What happens when a computer freezes up, and why can't we make computers that don't?

When your computer totally freezes up and has to be turned off, what has actually happened? And with all our technology why can’t we make a computer that won’t freeze?

It can be a number of things. Poorly designed or defective hardware, buggy system software, overloading the processing capability of the system.

We can make computers that are extremely reliable and almost never freeze. The problem is that there is a very limited market for that type of computer. Most people want computers that are fast, cheap, and brimming with the latest bells and whistles. They don’t ask for MTBF or availability numbers, information on how the computer was designed and tested, or what fault-detection features are present. The thought process of the average customer is “Ooh, Shiny!”.

And even the computers that don’t stop, sometimes do.

I have a customer who managed to stop a NonStop system. First time it had been done in the country too. How? Their datacentre wasn’t very good (temperature, whiskers etc). Sometimes, without a highly controlled environment external factors will play a part.

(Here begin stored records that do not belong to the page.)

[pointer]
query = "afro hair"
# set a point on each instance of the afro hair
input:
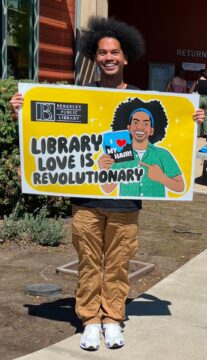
(122, 116)
(129, 37)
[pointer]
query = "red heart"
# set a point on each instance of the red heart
(120, 142)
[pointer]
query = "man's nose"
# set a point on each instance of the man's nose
(108, 56)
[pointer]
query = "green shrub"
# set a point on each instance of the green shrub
(36, 228)
(10, 183)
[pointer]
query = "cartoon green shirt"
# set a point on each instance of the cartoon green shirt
(147, 187)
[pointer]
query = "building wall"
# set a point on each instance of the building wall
(174, 33)
(56, 40)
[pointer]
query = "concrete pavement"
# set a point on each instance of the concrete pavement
(169, 322)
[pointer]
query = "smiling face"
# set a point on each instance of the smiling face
(110, 57)
(140, 128)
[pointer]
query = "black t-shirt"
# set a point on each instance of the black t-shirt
(109, 204)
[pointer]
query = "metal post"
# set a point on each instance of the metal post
(4, 39)
(77, 41)
(36, 38)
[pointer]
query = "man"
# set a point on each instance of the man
(146, 122)
(105, 231)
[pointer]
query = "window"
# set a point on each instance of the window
(18, 38)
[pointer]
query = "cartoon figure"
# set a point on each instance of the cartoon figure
(147, 123)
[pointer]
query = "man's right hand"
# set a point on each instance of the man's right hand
(16, 102)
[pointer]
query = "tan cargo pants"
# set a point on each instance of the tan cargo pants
(105, 242)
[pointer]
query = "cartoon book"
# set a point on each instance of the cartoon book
(118, 145)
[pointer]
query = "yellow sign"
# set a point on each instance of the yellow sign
(107, 143)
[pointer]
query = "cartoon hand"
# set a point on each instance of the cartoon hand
(105, 161)
(154, 171)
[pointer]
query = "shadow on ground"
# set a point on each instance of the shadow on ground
(58, 310)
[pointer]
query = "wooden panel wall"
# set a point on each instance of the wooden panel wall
(56, 40)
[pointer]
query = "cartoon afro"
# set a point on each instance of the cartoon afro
(122, 116)
(130, 39)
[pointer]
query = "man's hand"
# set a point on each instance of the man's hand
(154, 171)
(199, 116)
(16, 102)
(105, 162)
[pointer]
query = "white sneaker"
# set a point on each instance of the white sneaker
(113, 335)
(90, 340)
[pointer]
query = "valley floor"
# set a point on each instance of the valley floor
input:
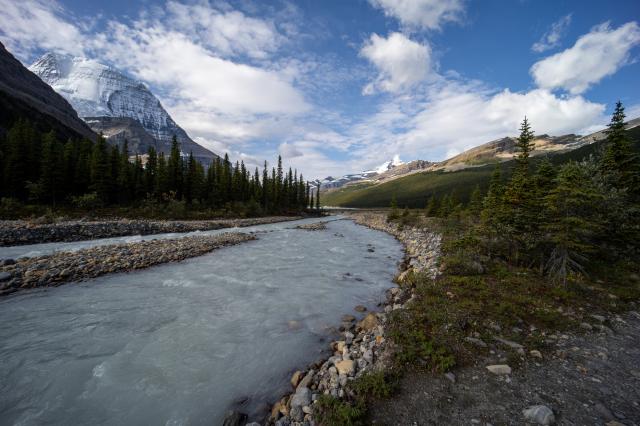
(583, 369)
(21, 232)
(588, 379)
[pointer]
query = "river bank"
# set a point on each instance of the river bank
(62, 267)
(21, 232)
(363, 346)
(524, 353)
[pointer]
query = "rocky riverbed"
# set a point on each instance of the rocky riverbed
(577, 379)
(20, 232)
(319, 226)
(362, 346)
(64, 267)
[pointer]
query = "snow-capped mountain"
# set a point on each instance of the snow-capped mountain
(387, 165)
(113, 103)
(24, 94)
(331, 182)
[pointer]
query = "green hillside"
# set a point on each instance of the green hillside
(414, 190)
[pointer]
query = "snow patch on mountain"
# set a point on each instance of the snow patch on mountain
(331, 182)
(97, 90)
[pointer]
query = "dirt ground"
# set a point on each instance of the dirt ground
(586, 379)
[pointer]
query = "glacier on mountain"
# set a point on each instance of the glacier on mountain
(331, 182)
(104, 97)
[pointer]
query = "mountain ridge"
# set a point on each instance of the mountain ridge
(502, 149)
(112, 103)
(24, 94)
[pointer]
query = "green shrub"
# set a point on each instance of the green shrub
(87, 201)
(329, 411)
(374, 384)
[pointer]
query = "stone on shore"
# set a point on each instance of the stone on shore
(235, 418)
(476, 342)
(348, 318)
(346, 367)
(369, 322)
(295, 379)
(499, 369)
(540, 414)
(301, 398)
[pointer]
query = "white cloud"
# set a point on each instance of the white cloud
(26, 25)
(595, 55)
(194, 75)
(228, 33)
(426, 14)
(453, 116)
(401, 62)
(551, 38)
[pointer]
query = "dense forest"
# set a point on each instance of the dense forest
(555, 218)
(80, 174)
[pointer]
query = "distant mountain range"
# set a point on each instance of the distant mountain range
(491, 152)
(23, 94)
(460, 174)
(115, 105)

The average PC sits under people’s desk, gets dust in it, got cooked that hot weekend last summer and keeps getting kicked accidentally when they turn around. None of that is good for the hardware.

And then there’s the software faults…

most of the computer freezes and the infamous blue screen of death are caused by third party drivers that have bugs or glitches.

Don’t recall ever having a complete freeze on my cheapo laptop which is now a year old and runs Windows XP.

This is actually a central problem in Computer Science. In essence, it’s impossible to always tell the difference between a program thats frozen and one that is merely running for a very long time.

I thought that the halting problem was not being able to predict whether a program would halt or run forever.

It is, but many other problems cannot be solved because doing so would imply that the halting problem could be solved.

Yeah it is… but Shalmanese was also more or less right, in terms of turing machine architecture. (Maybe joking a little too.)

‘Program will halt’ - in Turing machine terms, this is saying that will give you some kind of results, and possibly accomplish something productive. (Not every turing machine has been DESIGNED to do anything productive, of course.)

‘Program will run forever’ - This is saying that the turing machine has gotten stuck in some sort of infinite loop or a series of feedback conditions from which it will never emerge and return results for you. This is their equivalent of a situation when you need to turn the turing machine off and boot it up again… :smiley:

and as Shalmanese said, it’s fundamentally undecideable which of the two is occuring unless you’re willing to wait around forever.
I’m not sure that these results are directly applicable to modern-OS computer freezes though. It’s early here in ontario. :wink:

We can. They’ve been around since the 1970s at least.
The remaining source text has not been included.